In the real world of Enron accounting scandals and Bush Administration cronyism, it's not difficult to imagine a Coppola-like scene between Clear Channel executives and church leaders negotiating the rights for the U.S. media conglomerate to manage the Saint Peter and the Vatican touring exhibition of valuable artworks and historical artifacts from Vatican collections.
"The Vatican in business with Clear Channel!" the Cardinal in charge of Pope John Paul II's attic says in disgust, tugging at the nicotine patch peeling from his wrist. "What will people think?"
Clear Channel -- the conglomerate of radio and TV stations, concert promotions, outdoor advertising and exhibition management -- is as ruthless and cutthroat as a corporation can be. The company that tried to destroy the career of the fun-loving Country-Western musical trio The Dixie Chicks over their public criticisms of President Bush and the invasion of Iraq shows few signs of Mother Teresa-like goodness.

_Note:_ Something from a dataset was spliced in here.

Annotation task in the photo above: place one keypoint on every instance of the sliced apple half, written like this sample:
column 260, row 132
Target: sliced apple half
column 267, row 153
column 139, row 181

Clear Channel is a fat-cat moneymaker that seems to favor William Randolph Hearst-inspired politicking and John D. Rockefeller-esque monopolizing. They're bad money -- and they have banks of bad money.
In the words of Michael Corleone, a potential candidate for patron saint of strong-arm dealings, it's easy to imagine Clear Channel leaders making the Vatican an offer they couldn't refuse. Imagine: Saint Peter and the Vatican pays the church a tempting fee to open the Vatican's attics and tour the usually boxed-up objects as a blockbuster, money-making, crowd-pleasing show.
It's a win-win deal. Clear Channel -- the biggest, baddest wolf of American media companies -- enhances its image by partnering with the Roman Catholic Church.
On the other side, the church is reeling from the continuing controversy over pedophile priests and reluctance by church leaders to address the issue honestly and publicly. A parade of valuable artifacts and artworks might divert the emotions of people outraged by such intransigence.
At one time, Clear Channel and the Roman Catholic Church would have seemed incompatible business partners. With Saint Peter and the Vatican beginning its Cincinnati run, they appear well-matched.
Both have heathens in their attics, brought to light by a tour of works cleaned out of the Vatican's storage bins.